Juan Villegas

Edeumonía

Juan Villegas


Política y ética de la responsabilidad

14/10/2022

En esta legislatura estamos asistiendo a un atropellado proceso de aprobaciones de leyes con gran contenido 'ideológico', que no solucionan problemas reales, y que no tienen otro propósito que el de impulsar a marchas forzadas el cambio social y una transición hacia nuevos modelos de convivencia y organización social. Un ejemplo de esto es la aprobación en el Congreso de los Diputados, hace escasamente una semana, de la Ley para la igualdad real y efectiva de las personas trans y para la garantía de los derechos de las personas LGTBI, que es concebida por sus impulsores como un ariete para la conquista de otra sociedad donde imperen unos nuevos valores.

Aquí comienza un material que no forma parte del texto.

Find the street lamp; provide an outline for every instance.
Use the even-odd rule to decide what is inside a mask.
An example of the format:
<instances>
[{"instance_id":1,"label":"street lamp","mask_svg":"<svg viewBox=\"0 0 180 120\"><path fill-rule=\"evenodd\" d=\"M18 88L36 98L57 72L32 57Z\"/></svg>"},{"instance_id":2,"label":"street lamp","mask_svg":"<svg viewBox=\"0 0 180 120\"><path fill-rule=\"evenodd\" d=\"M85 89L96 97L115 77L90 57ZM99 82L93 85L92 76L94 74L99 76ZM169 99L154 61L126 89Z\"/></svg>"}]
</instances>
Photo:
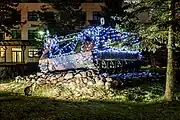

Son ya muchas las voces que empiezan a llamar la atención sobre los problemas y trastornos serios que se están detectando en un porcentaje importante de la población adolescente desde que en la agenda del ejecutivo se convirtiese en asunto central la imposición social de una determinada ideología sobre la manera de entender la relación entre el sexo y el género. No me estoy refiriendo a las voces de los líderes de los grupos políticos que se han posicionado frente a estas leyes, tampoco a las de las asociaciones feministas que ven en esta ideología una amenaza contra la mujer más peligrosa incluso que el machismo, ni tampoco a la de instituciones que, como la Iglesia, lo hacen desde posicionamientos de tipo ético y antropológicos alternativos. Me estoy refiriendo ahora a profesionales del ámbito educativo y de la salud, profesores, psicólogos, psiquiatras, asistentes sociales, que ya empiezan a detectar y a advertir de los problemas que en muchos niños y adolescentes está generando la imposición de esta ideología, una muestra son las declaraciones recientes de Celso Arango, jefe de Psiquiatría Juvenil del Hospital Gregorio Marañón que en una extensa entrevista concedida a un importante medio de comunicación sostenía que «la cifra de adolescentes que se reclaman trans sin serlo se ha multiplicado por la ideologización, lo que puede llegar a ocasionar un daño social tremendo». 
Gobernar es difícil. Sabemos que tener que decidir no resulta fácil, y que en algunos momentos es una tarea muy complicada. Todos hemos pasado por vivencias de este tipo, vivencias que pueden llegar a ser hasta traumáticas y muy dolorosas. Si esto es así con respecto a nuestras propias vidas, qué no será tener que tomar decisiones que afectan a las vidas de otras personas, cercanas o lejanas en el espacio y en el tiempo. Gobernar consiste en decidir sobre las vidas de los demás, decisiones que puedan afectar a millones de personas de hoy y de mañana. Por eso las sociedades desde siempre se han planteado muy seriamente cuestiones tan importantes como sobre en manos de quiénes poner el gobierno. Quién debe gobernar y qué cualidades le son exigibles es algo, que por su trascendencia, ha sido una problemática constante a lo largo de la historia. A todos se nos viene a la cabeza una nutrida variedad de ejemplos de buen gobierno, de decisiones acertadas que han contribuido al desarrollo, progreso y mejora de la vida de las personas. Pero, desgraciadamente, también hay muchos ejemplos de mal gobierno, de decisiones que jamás debieron haberse tomado. 
Max Weber, uno de los padres de la sociología y la ciencia política modernas tras un breve, intenso y también decepcionante paso por la política activa plasmó sus reflexiones en una conferencia de 1919 titulada Politik als Beruf (La política como vocación). Desde su conocimiento y experiencia y poniendo en relación la acción del político con las exigencias éticas, advertía que se podrían distinguir dos formas de hacer política: una, la de aquellos que se aferran a la ética de las convicciones y que actúan siempre sin desviarse un milímetro de estas, sin que les pueda importar en absoluto las consecuencias sobre las personas de sus decisiones; la otra forma es la de quienes no se atienen tanto a los valores y principios sino a las consecuencias que puedan tener sus acciones. La acción política exige principios, los gobernantes necesitan la estrella polar de la convicción para que su travesía al frente de la nave no se convierta en un vagar al albur del puro pragmatismo o la oportunidad política. Pero la acción política no debe estar desprovista de responsabilidad objetiva, de la previsión de posibles consecuencias y estar solo envuelta «en un romanticismo de lo intelectualmente interesante que gira en el vacío». ¿Es conveniente una política hecha solo desde las convicciones y dejar el gobierno en las manos de gabinetes 'apesebrados' y de asesores fidelizados por la ideología, fanatizados, para quienes las ideas son más importantes que las personas y sus problemas reales?